In the era of generative AI, I could not resist throwing this at ChatGPT with prompt: 

Doesn't this give me incorrect week numbers for early January and leap years?

While the "Yes, you're correct." does not make me particularly happy, what I learn in the process of asking that this is an incorrect implementation of something called ISO week number, and I never said I wanted ISO week number. So I prompt further: 

What other week numbers are there than ISO week numbers?

I learn there's plenty - which I already knew having tested systems long enough. 

The original demo and code came with the claim of saving 55% of time, and having 46% of code in pull requests already being AI generated. This code lead me down an evening rabbit hole with a continuous beeping from mastodon by sharing this. 
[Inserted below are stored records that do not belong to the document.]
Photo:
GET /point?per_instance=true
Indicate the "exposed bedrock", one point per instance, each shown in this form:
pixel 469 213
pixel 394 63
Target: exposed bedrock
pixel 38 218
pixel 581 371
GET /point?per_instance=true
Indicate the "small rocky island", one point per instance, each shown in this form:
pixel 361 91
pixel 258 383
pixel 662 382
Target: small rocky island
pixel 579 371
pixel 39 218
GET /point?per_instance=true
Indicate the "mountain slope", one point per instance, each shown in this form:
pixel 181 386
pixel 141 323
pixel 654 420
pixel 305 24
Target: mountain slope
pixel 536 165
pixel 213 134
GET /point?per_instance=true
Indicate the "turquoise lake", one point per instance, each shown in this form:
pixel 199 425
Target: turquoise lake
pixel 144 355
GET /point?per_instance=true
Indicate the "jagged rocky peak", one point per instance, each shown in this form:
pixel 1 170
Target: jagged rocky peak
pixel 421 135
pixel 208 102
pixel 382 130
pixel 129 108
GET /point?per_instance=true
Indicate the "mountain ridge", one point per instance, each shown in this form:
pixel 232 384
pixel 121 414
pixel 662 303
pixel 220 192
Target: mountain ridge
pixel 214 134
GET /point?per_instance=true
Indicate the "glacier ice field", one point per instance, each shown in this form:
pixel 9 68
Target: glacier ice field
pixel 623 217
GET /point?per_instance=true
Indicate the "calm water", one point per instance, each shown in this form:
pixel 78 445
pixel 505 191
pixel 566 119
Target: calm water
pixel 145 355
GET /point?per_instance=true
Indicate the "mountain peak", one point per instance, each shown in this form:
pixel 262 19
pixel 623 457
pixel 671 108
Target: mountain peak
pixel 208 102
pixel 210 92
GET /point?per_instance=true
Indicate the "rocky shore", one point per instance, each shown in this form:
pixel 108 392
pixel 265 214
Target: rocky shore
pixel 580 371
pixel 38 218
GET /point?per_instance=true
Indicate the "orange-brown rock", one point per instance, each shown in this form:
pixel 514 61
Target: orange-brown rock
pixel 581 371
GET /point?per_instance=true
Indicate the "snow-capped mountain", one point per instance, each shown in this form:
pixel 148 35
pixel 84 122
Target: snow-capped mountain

Writing wrong code fast is not a positive trait. Accepting - and leading large audiences to accept this - is making me angry.

 Start with better intent. Learning TDD-like thinking actually helps. 

Writing wrong code fast. Writing useless documentation fast. Automating status updates in Jira based on other tools programmers use. Let's start with making sure that the thing we are automating is worth doing in the first place. Wrong code is't. Documentation needs readers. And management can learn to read pull requests.